At the time of writing, the number of cases had risen to 39, thanks to the repatriation flights. Thirty-three of those were acquired overseas, four are from interstate and two are from within households of known COVID-19 cases.

In other words, there has been no community transmission in the NT.

Dr Jane Davies, a co-author on the MJA research, and an infectious diseases physician at Royal Darwin Hospital, said the advent of the pandemic did cause some anxiety.

“The unknown nature of this virus was anxiety-provoking,” she told InSight+ in an exclusive podcast.

“Add into that the fact that we do have a very vulnerable population with lots of chronic disease; our health care workforce is quite finite; and we do traditionally have a lot of fly-in, fly-out people coming from other places to work here. So, there were multiple levels of anxiety about how to deal with the situation.”

What made the NT’s response so successful – “so far” – was the strict nature of their public health response.

Co-author Dr Ella Meumann, an infectious diseases physician and PhD candidate at Menzies School of Health Research, told InSight+ that it was a multidisciplinary decision to go hard and go early.

“We decided really early on that we would isolate everybody who had [COVID-19] in a supervised facility,” she said.

“We admitted them all to hospital in the first instance to make an assessment and then we mandated that everybody with [COVID-19] remained in a supervised health facility until we were happy that they were no longer infective.

“That’s a big difference between how we manage things and how other places have managed things,” she said.

Dr Vicki Krause, Head of Surveillance at the NT Centre for Disease Control and another co-author on the MJA article said:

“Our isolation protocols were prioritised for prevention and protection and we were aggressive in that manner. We also wanted to put people into situations where the people looking after them were familiar, expert and comfortable with treating people in isolation.

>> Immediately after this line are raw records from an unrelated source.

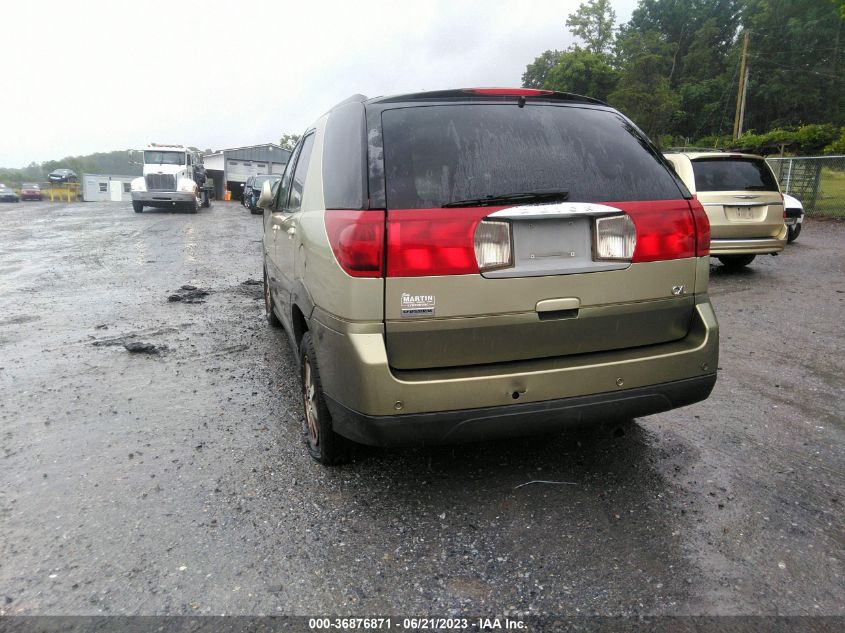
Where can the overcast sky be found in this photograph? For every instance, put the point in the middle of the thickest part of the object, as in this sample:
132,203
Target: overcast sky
85,76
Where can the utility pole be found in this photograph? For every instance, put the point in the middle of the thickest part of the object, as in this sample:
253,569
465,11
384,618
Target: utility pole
743,84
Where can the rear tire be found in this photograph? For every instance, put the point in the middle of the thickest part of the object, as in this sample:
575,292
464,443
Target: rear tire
272,319
735,262
323,444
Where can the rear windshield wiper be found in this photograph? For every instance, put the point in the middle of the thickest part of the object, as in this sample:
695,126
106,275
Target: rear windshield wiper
551,195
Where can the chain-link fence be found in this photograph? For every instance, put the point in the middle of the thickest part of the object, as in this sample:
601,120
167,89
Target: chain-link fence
817,181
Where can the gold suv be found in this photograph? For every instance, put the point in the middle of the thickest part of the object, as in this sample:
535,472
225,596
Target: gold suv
480,263
742,199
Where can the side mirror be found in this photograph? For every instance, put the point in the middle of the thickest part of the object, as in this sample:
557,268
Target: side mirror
265,200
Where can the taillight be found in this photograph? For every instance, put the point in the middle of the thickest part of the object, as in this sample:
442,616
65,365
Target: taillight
615,238
702,229
357,241
429,242
665,229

“They felt safe that the best isolation precautions could be carried out in that setting.”

The strict policy meant that patients were in isolation for long periods, however.

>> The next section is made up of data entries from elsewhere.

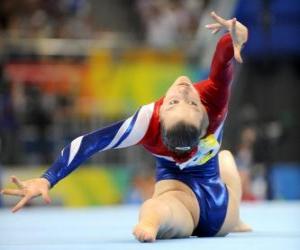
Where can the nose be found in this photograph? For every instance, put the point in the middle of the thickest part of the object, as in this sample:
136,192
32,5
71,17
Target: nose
183,79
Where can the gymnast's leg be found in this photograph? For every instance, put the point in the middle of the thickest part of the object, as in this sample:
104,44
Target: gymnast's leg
170,214
230,176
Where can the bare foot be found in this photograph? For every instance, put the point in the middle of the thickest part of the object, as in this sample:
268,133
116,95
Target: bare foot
242,228
145,232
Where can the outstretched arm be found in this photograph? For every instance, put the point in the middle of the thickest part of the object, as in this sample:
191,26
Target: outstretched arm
119,135
215,91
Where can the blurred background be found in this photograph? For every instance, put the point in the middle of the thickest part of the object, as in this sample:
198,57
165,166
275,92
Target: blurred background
68,67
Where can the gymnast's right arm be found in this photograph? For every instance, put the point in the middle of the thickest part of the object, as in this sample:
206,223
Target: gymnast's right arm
119,135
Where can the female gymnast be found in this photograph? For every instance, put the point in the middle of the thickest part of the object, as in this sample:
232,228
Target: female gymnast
198,189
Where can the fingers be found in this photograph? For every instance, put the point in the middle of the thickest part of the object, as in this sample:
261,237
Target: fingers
219,19
215,31
15,192
21,204
237,55
214,27
16,181
46,197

“People shed virus for a very long time and as a result of the conservative rules regarding release from isolation – which required two consecutive negative PCR tests – the median [stay in isolation] was 25 days from onset of symptoms to the first of the two consecutive negative tests,” said Dr Douglas.

“There was quite a lot of variability in that and some people were [in isolation] up to 42 days.

“The majority managed to cope on a psychological level with that, but there certainly were some people that found that emotionally challenging,” he said.

Dr Davis said a variety of strategies were used to make isolation as comfortable as possible.

“Simple things like enabling people to get takeaway, facilitating and getting fridges and coffee- and tea-making facilities into rooms that didn’t normally have those kinds of hotel facilities,” she said.

“For the younger people, our nurses bought toys. We gave people certificates when they were allowed to leave so that they had a bit of a celebration.

“That’s not to take away from the fact that it was hard for people.”

Douglas and colleagues also analysed the epidemiologic, clinical, and virological aspects of the first 28 cases of COVID-19 in the NT.

“The phylogeny of the 27 available NT viral genomes was consistent with acquisition in locations on all inhabited continents,” they wrote.

“Five genetic clusters were evident (maximum of one single nucleotide polymorphism within each cluster) that were also epidemiologically linked by shared travel or household contact. The SARS-CoV-2 [severe acute respiratory syndrome coronavirus 2] genomes from two independent travellers without epidemiologic connections were identical, but matched other publicly available genomes, highlighting the importance of interpreting genomic analyses in their epidemiologic context.

“The NT implemented particularly aggressive public health measures to contain SARS-CoV-2 transmission,” they concluded.

“Epidemiologic and genomic analyses suggest that this response has successfully prevented local community transmission of the virus.”